This repository contains the first practice of the Fundamentals of Informatics course (2022-23), which involves cleaning a dataset.
The goal of this practice is to learn how to handle and clean datasets using Shell scripts. Several CSV files with movie and show data have been provided, and scripts have been created to filter and clean this data, generating final files that are more manageable and useful for further analysis.
- Movies.csv: Original file with movie data.
- Movies_columna12.csv to Movies_columna16.csv: Files with specific columns extracted from the original dataset.
- Movies_f.csv and Movies_net.csv: Files with filtered and cleaned movie data.
- Shows.csv: Original file with show data.
- Shows_columna12.csv to Shows_columna15.csv: Files with specific columns extracted from the original dataset.
- Shows_f.csv and Shows_net.csv: Files with filtered and cleaned show data.

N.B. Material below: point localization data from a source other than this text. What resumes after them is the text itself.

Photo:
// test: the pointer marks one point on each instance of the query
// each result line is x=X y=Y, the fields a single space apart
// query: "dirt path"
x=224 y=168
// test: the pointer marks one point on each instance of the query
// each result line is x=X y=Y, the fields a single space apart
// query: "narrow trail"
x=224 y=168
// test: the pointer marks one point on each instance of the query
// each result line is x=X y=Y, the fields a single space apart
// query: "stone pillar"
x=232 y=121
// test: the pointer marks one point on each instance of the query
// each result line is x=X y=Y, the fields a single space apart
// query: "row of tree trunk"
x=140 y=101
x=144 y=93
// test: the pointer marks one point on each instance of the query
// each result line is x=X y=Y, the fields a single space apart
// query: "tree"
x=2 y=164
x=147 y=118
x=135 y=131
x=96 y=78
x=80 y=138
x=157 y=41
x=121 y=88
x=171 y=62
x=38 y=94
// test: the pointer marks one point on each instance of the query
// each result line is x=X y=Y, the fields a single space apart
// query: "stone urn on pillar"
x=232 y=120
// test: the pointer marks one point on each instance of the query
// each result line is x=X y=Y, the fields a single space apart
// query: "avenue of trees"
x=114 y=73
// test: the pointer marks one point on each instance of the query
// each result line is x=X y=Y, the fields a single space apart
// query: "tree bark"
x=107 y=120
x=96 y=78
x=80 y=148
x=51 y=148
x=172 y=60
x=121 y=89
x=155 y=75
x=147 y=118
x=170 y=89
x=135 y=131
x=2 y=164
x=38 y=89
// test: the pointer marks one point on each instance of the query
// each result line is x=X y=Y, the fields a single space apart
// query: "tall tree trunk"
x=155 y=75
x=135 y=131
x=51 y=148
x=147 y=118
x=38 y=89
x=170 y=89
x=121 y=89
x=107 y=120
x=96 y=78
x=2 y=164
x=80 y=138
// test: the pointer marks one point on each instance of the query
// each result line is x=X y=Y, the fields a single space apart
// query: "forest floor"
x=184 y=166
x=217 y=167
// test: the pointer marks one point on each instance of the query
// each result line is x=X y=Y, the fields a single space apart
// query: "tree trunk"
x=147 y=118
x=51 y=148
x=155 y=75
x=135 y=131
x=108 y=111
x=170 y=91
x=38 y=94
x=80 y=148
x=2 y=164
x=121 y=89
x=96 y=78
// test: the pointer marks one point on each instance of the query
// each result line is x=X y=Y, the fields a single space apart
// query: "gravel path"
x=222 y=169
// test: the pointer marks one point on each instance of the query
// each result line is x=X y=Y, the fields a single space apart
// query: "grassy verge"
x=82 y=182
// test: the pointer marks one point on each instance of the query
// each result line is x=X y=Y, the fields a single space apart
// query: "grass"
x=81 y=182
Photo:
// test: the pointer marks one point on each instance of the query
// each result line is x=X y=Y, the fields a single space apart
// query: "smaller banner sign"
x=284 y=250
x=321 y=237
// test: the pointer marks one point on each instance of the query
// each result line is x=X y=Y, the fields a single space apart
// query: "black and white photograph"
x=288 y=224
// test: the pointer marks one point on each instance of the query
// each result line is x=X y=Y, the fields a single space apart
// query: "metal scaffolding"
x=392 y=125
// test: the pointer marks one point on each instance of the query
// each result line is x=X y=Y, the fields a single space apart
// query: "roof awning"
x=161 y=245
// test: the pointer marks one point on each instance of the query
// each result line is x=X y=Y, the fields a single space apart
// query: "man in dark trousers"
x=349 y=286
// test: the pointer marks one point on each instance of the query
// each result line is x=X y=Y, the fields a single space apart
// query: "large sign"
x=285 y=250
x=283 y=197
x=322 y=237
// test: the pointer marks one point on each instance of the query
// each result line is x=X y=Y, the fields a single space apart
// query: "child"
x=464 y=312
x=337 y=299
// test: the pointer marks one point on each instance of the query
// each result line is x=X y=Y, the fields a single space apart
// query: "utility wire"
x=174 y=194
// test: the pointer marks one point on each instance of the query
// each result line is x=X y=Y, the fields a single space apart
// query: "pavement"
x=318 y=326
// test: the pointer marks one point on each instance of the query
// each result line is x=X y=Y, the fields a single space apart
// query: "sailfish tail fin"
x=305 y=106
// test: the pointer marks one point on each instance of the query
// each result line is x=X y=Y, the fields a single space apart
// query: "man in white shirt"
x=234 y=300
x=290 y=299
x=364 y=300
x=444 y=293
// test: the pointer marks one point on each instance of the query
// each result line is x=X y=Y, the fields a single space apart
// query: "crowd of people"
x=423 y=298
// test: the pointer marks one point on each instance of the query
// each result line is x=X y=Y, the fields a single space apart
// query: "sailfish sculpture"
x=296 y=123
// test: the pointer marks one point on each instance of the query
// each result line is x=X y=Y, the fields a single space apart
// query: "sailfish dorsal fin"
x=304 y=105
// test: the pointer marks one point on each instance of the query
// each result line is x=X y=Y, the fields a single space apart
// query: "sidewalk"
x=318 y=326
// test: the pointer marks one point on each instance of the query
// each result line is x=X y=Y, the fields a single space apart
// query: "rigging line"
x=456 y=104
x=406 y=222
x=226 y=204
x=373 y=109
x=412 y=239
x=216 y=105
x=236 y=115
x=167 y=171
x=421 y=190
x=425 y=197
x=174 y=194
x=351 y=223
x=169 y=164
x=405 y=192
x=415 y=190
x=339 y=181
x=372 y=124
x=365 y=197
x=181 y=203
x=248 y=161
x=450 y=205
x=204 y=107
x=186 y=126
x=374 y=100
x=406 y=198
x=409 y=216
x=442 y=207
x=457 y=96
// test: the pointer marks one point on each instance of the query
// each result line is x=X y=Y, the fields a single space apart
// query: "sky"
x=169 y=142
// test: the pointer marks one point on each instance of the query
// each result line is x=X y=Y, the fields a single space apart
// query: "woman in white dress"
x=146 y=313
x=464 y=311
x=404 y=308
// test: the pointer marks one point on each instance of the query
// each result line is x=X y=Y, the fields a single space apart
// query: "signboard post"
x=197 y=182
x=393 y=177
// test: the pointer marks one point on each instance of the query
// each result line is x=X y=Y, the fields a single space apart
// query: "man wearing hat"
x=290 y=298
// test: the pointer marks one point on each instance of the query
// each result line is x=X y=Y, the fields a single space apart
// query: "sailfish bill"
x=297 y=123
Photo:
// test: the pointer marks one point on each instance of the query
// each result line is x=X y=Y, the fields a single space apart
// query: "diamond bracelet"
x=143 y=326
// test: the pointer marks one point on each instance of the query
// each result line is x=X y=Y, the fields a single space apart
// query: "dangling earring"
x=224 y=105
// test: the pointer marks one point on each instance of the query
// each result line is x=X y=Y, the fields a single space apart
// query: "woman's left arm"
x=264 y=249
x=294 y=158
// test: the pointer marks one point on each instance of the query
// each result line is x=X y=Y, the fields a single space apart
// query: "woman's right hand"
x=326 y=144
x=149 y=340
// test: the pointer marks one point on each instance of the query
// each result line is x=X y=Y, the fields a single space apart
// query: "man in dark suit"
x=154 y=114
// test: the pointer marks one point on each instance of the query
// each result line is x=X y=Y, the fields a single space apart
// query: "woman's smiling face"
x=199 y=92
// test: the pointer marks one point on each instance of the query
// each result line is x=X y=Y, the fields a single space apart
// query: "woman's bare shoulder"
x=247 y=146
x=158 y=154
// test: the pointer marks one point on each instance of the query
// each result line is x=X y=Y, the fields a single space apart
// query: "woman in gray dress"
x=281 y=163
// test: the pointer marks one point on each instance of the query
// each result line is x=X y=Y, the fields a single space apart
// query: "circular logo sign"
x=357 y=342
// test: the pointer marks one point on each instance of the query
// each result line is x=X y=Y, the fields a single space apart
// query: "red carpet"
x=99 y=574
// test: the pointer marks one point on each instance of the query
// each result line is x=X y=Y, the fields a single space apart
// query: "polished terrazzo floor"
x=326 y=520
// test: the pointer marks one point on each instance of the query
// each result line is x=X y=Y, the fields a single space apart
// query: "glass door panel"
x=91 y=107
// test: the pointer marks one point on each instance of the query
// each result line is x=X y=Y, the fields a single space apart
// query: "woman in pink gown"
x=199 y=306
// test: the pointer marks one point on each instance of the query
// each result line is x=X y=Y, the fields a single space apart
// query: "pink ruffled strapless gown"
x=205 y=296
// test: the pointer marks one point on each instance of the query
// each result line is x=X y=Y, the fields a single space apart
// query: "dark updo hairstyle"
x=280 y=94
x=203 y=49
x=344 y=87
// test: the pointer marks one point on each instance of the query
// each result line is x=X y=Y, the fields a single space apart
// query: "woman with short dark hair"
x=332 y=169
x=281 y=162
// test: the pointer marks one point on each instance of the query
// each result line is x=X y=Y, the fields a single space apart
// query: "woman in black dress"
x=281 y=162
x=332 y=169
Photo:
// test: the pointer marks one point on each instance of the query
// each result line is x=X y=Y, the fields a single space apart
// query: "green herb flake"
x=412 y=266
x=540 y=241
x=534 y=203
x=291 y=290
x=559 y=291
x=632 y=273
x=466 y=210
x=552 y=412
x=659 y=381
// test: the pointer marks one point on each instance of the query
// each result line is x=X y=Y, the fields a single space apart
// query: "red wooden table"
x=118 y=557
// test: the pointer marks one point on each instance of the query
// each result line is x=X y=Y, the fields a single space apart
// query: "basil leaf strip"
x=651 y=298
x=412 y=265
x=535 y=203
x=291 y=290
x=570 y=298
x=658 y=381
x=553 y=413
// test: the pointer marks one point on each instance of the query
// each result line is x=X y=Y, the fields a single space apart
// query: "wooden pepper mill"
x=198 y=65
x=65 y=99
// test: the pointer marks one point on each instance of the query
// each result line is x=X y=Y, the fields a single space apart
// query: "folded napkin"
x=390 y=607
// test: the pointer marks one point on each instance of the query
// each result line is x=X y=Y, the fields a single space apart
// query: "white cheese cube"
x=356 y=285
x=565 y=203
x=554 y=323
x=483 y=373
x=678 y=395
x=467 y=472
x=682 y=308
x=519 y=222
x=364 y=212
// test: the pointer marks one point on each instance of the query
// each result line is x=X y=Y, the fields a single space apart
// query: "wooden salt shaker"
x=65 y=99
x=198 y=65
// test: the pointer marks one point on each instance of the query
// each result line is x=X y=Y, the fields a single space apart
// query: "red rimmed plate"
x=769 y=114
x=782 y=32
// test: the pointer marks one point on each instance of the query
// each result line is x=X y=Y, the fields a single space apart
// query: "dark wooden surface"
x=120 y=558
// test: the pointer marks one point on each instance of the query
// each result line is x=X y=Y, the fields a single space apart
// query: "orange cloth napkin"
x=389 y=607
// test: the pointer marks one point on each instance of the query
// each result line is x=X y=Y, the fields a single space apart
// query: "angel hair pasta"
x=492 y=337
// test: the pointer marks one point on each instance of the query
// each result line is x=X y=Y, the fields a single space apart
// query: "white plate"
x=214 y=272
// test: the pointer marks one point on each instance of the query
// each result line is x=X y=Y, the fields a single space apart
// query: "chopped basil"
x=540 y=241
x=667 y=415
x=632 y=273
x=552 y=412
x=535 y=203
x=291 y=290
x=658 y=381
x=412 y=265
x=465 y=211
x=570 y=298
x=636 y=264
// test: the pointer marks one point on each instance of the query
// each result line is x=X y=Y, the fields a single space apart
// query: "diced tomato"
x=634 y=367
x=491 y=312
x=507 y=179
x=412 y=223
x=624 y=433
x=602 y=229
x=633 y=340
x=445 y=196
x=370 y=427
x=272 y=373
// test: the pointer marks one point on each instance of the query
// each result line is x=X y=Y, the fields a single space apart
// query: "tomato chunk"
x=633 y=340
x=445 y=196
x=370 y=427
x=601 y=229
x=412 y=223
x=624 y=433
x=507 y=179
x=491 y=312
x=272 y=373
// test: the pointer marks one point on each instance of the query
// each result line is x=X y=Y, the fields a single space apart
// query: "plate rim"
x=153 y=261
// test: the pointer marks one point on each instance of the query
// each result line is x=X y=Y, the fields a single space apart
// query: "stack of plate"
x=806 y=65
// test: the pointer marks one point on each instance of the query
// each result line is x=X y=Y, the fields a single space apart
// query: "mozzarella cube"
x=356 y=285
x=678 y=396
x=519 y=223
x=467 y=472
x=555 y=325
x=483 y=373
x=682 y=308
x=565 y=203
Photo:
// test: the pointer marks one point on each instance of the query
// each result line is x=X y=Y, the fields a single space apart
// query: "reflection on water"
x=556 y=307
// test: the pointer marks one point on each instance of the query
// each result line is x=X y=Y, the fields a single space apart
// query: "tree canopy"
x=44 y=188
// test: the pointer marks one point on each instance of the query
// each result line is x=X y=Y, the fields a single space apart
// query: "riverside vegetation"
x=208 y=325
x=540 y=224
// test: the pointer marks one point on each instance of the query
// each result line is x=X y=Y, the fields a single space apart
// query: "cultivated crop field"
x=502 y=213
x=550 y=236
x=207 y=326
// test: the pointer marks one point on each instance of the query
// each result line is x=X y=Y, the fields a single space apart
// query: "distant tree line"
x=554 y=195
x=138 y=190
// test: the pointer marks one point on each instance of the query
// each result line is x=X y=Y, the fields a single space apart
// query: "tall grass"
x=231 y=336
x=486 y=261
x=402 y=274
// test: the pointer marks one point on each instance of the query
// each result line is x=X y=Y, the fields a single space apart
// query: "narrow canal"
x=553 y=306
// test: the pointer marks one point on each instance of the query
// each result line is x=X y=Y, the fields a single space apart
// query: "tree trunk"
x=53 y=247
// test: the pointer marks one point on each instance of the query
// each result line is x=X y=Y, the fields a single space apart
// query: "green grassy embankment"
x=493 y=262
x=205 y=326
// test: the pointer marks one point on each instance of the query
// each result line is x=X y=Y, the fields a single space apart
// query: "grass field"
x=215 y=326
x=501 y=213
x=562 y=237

- practica1.sh: Script used for data cleaning and processing.
- prova.txt and prova_script_pas4: Test files used during the development of the practice.
- titles.cvs: File with titles of movies and shows.
-
Clone the repository:
git clone https://github.com/luciarevaliente/fon_info_practica1.git cd fon_info_practica1
-
Run the cleaning script:
./practica1.sh
This project is part of an academic course and does not accept external contributions.
This project does not have a specific license and is for educational purposes only.